Grupo Técnico-Administrativo quer avanços
O Grupo Técnico-Administrativo cansou de ser tratado como massa de manobra nas lutas dos fazendários. Não negamos que verificamos uma pequena melhora conquistada ao longo de tantos anos, quase duas décadas, pela diretoria do Sindicato. Porém, foi muito pouco diante das conquistas apresentadas por outras secretarias e segmentos, a exemplo dos analistas técnicos (carreira administrativa da Sefaz), que através da Ateba (Associação dos Analistas Técnicos do Estado da Bahia) teve mais força que o Sindsefaz e conquistou excelentes melhorias.
O Grupo Técnico-Administrativo espera que essa eleição signifique o rompimento com essa sina a que somos submetidos, de seguir orientações dos nossos representantes, que se alinham aos estreitamentos impostos pelo Estado a nossa categoria.
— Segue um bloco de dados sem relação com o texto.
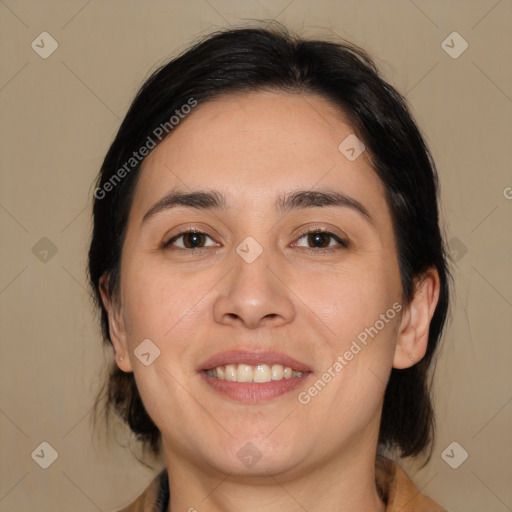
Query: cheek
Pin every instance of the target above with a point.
(350, 299)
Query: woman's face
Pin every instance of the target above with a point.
(256, 294)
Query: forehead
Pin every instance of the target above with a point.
(254, 145)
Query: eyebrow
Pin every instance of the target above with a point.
(214, 200)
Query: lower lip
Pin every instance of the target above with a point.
(254, 393)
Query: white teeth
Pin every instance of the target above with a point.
(248, 373)
(277, 372)
(230, 372)
(262, 373)
(244, 373)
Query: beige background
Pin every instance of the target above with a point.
(59, 116)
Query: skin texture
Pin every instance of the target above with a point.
(294, 298)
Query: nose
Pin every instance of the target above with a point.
(254, 295)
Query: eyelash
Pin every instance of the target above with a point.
(343, 244)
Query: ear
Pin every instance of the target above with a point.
(412, 338)
(116, 325)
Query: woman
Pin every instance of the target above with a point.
(267, 258)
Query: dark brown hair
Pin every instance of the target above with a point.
(249, 59)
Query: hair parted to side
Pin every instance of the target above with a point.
(270, 58)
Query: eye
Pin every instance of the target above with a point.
(321, 239)
(190, 240)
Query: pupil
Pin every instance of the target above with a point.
(317, 237)
(195, 236)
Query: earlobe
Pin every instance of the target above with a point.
(412, 338)
(116, 326)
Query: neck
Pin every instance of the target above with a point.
(343, 483)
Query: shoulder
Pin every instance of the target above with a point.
(400, 492)
(148, 500)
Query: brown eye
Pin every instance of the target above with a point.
(321, 240)
(189, 240)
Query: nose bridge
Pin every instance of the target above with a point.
(253, 295)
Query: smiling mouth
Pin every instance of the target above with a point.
(253, 373)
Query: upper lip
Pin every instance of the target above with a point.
(253, 358)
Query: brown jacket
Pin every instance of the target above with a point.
(398, 491)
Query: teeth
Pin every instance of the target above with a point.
(248, 373)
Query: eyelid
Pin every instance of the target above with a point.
(342, 240)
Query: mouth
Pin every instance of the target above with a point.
(253, 377)
(255, 374)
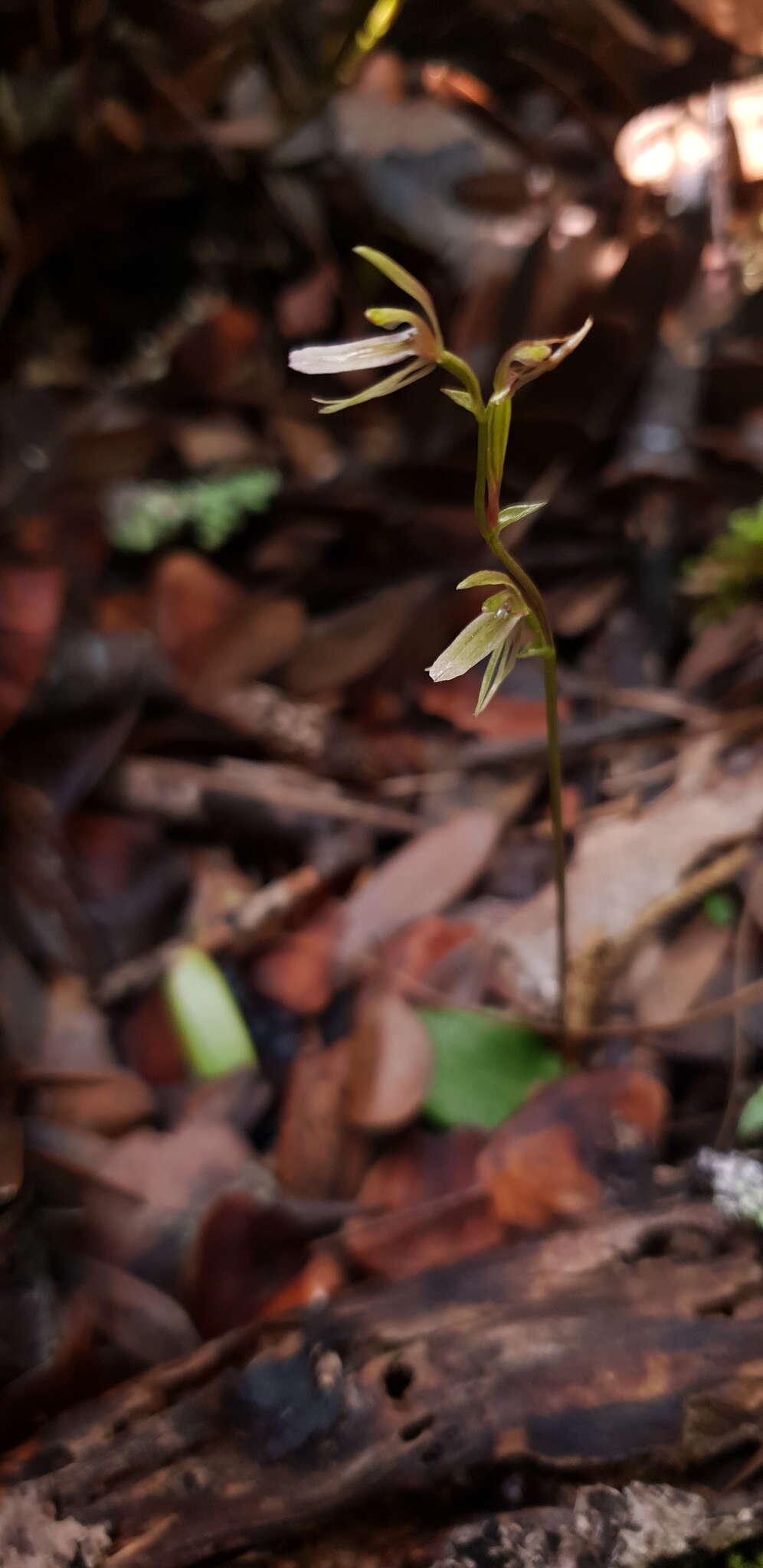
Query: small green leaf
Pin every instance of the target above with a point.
(486, 580)
(388, 315)
(471, 645)
(509, 514)
(498, 422)
(751, 1117)
(483, 1068)
(395, 383)
(206, 1017)
(404, 279)
(719, 906)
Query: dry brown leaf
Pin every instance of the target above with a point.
(577, 607)
(555, 1156)
(349, 645)
(664, 982)
(109, 1102)
(192, 603)
(738, 21)
(721, 645)
(407, 1240)
(260, 637)
(622, 864)
(30, 604)
(218, 438)
(504, 717)
(421, 948)
(434, 1210)
(390, 1063)
(423, 1165)
(423, 878)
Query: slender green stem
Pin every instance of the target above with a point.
(487, 507)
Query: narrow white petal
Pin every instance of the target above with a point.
(368, 353)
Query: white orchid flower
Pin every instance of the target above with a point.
(417, 339)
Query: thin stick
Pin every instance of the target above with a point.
(487, 508)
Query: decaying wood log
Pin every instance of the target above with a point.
(572, 1351)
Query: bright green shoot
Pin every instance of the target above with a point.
(514, 623)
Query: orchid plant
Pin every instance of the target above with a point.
(514, 623)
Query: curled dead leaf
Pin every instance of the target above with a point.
(553, 1159)
(421, 878)
(30, 598)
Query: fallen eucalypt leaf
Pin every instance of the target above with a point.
(512, 623)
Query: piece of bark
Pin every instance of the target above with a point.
(607, 1527)
(495, 1363)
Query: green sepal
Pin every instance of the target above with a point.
(487, 579)
(498, 422)
(509, 514)
(478, 639)
(460, 397)
(395, 383)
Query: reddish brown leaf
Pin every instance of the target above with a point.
(411, 954)
(354, 642)
(245, 1252)
(553, 1158)
(321, 1279)
(110, 1102)
(151, 1044)
(423, 878)
(390, 1063)
(421, 1167)
(264, 634)
(297, 971)
(192, 604)
(30, 604)
(435, 1213)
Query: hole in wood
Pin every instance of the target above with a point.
(415, 1429)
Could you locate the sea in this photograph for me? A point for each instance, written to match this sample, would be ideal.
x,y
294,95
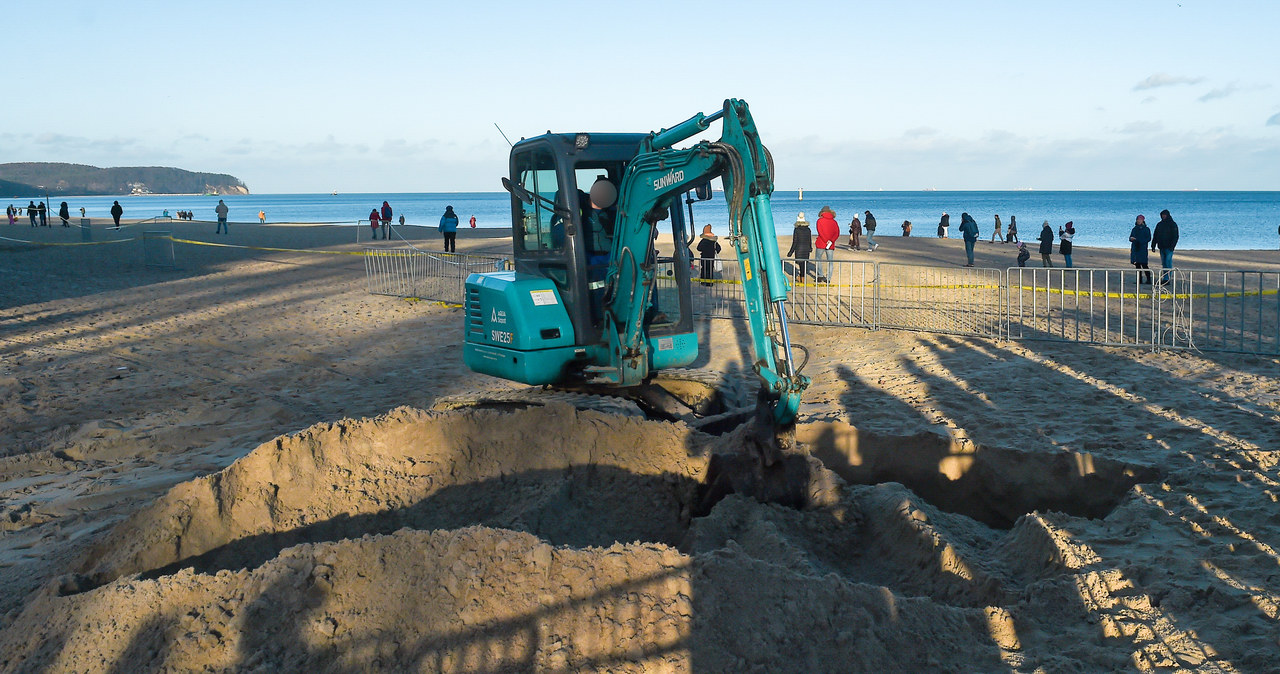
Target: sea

Temos a oportunidade da RENOVAÇÃO, acabando com uma representação perversa à carreira Técnica Administrativa, por um sindicalismo mais próximo dos fazendários, principalmente do nosso segmento, presente nessa chapa com três diretorias titulares e mais três suplências.
A trajetória de luta destes colegas em prol da categoria os habilita a pedir o apoio do grupo Técnico Administrativo e dos colegas do Fisco, simpatizantes da nossa causa, para começarmos a participa nas decisões, sendo protagonistas de nossa história.